Karima Delli : La norme managériale est abstraite, préfabriquée, répétitive, facile à expliciter. En face, le travailleur ne se limite pas à l’exécution de tâches. Il marque de son empreinte son travail. C’est l’expression singulière de son expérience, de sa personnalité, de sa sensibilité et de ses valeurs. Une transition écologique de nos sociétés nécessite de se ressaisir du travail, car il s’agit d’une institution majeure de l’humain, même si les cadres économique et politique sont également importants. L’une des réflexions phares consiste à renouveler la façon dont le travail est organisé.

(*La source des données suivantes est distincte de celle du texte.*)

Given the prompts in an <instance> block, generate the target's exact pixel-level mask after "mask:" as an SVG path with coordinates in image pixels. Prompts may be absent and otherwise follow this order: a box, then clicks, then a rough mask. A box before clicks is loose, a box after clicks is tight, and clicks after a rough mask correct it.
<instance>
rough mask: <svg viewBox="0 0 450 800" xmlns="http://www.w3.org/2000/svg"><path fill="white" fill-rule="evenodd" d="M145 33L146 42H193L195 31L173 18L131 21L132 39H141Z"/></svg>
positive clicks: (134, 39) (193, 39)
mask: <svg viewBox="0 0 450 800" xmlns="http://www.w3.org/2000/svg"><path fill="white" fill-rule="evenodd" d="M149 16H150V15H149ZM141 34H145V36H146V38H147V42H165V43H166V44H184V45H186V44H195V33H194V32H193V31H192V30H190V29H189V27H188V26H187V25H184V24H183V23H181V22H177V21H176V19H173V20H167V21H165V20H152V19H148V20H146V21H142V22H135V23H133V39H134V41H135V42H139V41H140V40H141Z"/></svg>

Une mauvaise organisation du travail est facteur d’anxiété et de stress : horaires à rallonge, échanges de mails professionnels en dehors des heures de travail, objectifs irréalistes, entretiens d’évaluation anxiogènes… D’autre part, la taylorisation dans le secteur tertiaire conduit les individus à perdre le contrôle du processus de production, ce qui a des conséquences négatives sur leur bien-être au travail. Il s’agit de réhabiliter l’apport positif de la coopération et du travail collectif. Le sentiment de faire du « sale boulot » est lourd psychiquement, c’est une source de honte, et la honte ne se partageant pas, l’isolement de chacun est renforcé. D’autre part, une mauvaise organisation du travail et son évaluation gestionnaire entraînent la formation de méthodes de dissimulation stériles. L’organisation du travail est aujourd’hui fortement influencée par la gouvernance d’entreprise, c’est-à-dire par les rapports qu’entretiennent le management d’une entreprise, les actionnaires et les salariés. Cette gouvernance d’entreprise a évolué de manière malsaine sous la pression de la financiarisation de l’économie, car elle implique souvent une réorganisation brutale du travail (souvent menée par des fonds d’investissement). Comment inverser la tendance ? Réformer les normes comptables internationales, réformer le droit des sociétés, renforcer le rôle des instances représentatives du personnel, et lier la rémunération des dirigeants aux performances à long terme de l’entreprise.